Il “rubismo” ha vinto questa partita.
Siamo davanti a un bivio: arrendersi e aspettare che passi la tempesta senza essere certi che passerà davvero. Non arrendersi e cercare se da qualche parte vi sia un’ancora di salvezza che lasci spazio alla speranza.
Abbiamo davvero esaurito la scorta di “riserve” della democrazia o delle istituzioni, come si diceva una volta? Io non credo, basterebbe uno sguardo lungo e disinteressato.

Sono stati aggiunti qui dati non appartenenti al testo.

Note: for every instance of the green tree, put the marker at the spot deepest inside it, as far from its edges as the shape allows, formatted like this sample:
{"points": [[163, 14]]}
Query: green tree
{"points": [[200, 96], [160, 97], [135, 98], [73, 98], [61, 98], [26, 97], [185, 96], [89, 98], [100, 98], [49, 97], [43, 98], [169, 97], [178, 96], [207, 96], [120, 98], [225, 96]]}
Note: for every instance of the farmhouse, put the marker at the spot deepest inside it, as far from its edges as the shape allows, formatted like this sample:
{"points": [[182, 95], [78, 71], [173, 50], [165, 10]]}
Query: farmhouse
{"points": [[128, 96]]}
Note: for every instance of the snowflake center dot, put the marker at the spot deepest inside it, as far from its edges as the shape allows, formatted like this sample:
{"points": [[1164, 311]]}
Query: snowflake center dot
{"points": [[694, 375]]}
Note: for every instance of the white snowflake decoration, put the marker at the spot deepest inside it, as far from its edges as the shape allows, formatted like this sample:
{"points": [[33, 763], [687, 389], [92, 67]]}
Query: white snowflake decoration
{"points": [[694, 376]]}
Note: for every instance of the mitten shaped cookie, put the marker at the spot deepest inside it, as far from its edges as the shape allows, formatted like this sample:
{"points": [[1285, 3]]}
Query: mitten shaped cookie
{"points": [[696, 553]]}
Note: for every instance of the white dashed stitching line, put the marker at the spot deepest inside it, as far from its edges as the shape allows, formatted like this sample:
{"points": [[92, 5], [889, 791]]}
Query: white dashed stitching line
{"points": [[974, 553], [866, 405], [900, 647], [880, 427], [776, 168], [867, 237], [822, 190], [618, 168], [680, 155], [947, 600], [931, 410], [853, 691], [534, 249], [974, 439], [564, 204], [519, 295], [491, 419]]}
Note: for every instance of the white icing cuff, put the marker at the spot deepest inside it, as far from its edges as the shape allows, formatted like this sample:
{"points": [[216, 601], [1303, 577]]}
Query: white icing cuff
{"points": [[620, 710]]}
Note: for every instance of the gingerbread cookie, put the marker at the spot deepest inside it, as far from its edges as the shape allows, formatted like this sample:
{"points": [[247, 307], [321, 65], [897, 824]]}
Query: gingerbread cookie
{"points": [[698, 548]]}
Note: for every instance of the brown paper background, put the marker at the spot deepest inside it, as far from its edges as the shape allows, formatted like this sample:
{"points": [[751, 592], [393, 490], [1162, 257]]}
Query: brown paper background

Abbiamo bisogno, gli italiani hanno bisogno, di persone in cui aver fiducia: perché prima di tutto sono competenti, credono nel servizio pubblico, non raccomanderebbero amici e parenti a scapito di chi non ha santi in paradiso, non farebbero mai vacanze con soldi dei cittadini e soprattutto, oltre a non rubare denuncerebbero chi lo fa. Magari da ragazzi o da grandicelli hanno anche conosciuto tempi duri, quando non si buttava via niente e il pane era una cosa seria, o sono stati allevati da genitori e nonni con queste convinzioni.
Gente che non si vergognerebbe a chiamare qualcuno “compagno”, perché sa che è una delle parole più belle del nostro vocabolario e indica, prima di tutto, chi condivide il pane.
Contro il “rubismo”, servirebbero tanti “compagni di strada”, gente che non si approprierebbe mai nemmeno di una pagnotta.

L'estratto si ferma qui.